February 28th, 2008 at 5:02 pm
When ever I read about games that have a procedurally generated universe, it always reminds me of the Fantasy Game that Ender played in the book Ender’s Game.
February 28th, 2008 at 7:45 pm
I don’t get it? It looks crap and sounds competely unachievable. Another ovehyped project that will never see the light of day.
February 28th, 2008 at 8:38 pm
i’ve give my right testicle to play this game…not my left one though…thats the baby making one…
March 1st, 2008 at 1:23 pm
Good work man, Ive been waiting for a procedural game, it is the greatest form of freedom in all games which gamers like me crave. Now hopefully in my lifetime a online procedural virtual reality game will come out in my lifetime. i wish a online game would come out where you could “plug” in your brain and be inside a world and use all five senses.
March 14th, 2008 at 11:46 pm
Just wanted to put it out there, that not only is the game a work of art (visualy), so is the engine (check out his blog). Not only are some of the things that he is doing are pure genius, but the networking engine (not to mention his tools) should be burned on to a series of disk, placed into a glass case, and put into a museum. Along with Chaos from the “theprodukkt” (google it), Eskil is among the greatest programmers of our time.
March 26th, 2008 at 11:59 pm
The site says, “Environment fully editable from within game.” The thought of seeing what you people might create is intimidating. I’m thinking, dong cities.

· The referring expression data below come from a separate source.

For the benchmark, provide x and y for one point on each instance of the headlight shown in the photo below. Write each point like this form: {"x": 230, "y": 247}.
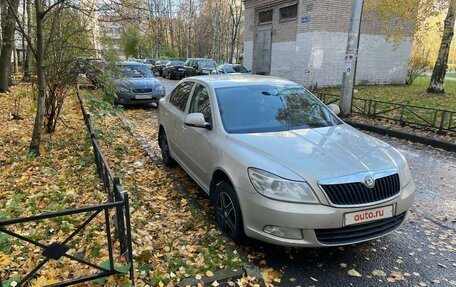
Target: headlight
{"x": 404, "y": 174}
{"x": 122, "y": 89}
{"x": 161, "y": 88}
{"x": 278, "y": 188}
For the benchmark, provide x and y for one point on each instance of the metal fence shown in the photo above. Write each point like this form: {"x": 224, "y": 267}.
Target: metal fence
{"x": 440, "y": 120}
{"x": 118, "y": 202}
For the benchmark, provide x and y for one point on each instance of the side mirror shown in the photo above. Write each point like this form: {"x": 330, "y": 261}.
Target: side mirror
{"x": 334, "y": 108}
{"x": 197, "y": 120}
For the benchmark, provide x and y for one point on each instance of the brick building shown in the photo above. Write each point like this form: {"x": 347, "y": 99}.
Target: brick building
{"x": 305, "y": 41}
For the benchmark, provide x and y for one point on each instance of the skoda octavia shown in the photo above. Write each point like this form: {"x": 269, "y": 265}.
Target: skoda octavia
{"x": 279, "y": 165}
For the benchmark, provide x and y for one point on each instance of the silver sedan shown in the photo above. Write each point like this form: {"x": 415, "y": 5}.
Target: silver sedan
{"x": 279, "y": 165}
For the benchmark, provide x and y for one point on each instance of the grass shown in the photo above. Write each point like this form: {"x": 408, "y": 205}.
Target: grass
{"x": 414, "y": 94}
{"x": 451, "y": 75}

@kevin it’s called the Matrix, and you are already playing it.
July 2nd, 2008 at 7:35 am
RichPowers says:
This is one of the most beautiful games I’ve seen. Incredible.
July 2nd, 2008 at 7:50 am
Great graphics. I don’t think I have seen more “emotional” graphics since “Another World”
July 21st, 2008 at 10:11 pm
This sounds /exactly/ like the game i’ve been dreaming of.
October 16th, 2008 at 12:32 am
hope we dont have to pay for the game but even if we do im gonna “love” it.
February 15th, 2009 at 7:21 am
I don’t get what’s so supposedly great about this. Heavily stylized graphics, probably cell-shaded or something. Looks ok, maybe kind of pretty in places (the screenshots don’t show much) but certainly not anything to cream your pants over like that. Why is everyone so impressed? This looks kind of par for the course where free MMOs are concerned.
February 23rd, 2009 at 7:22 am







Oh Jesus Christ, this looks simply terrific. Slightly uncanny as well, as I’ve been thinking a lot recently about how there should be way more games which employ artistic graphics, since nearly all games nowadays seem to have the same sort of graphical ’style’ about them. Love looks to be almost /exactly/ the game, graphics-wise, that I had in my mind’s eye.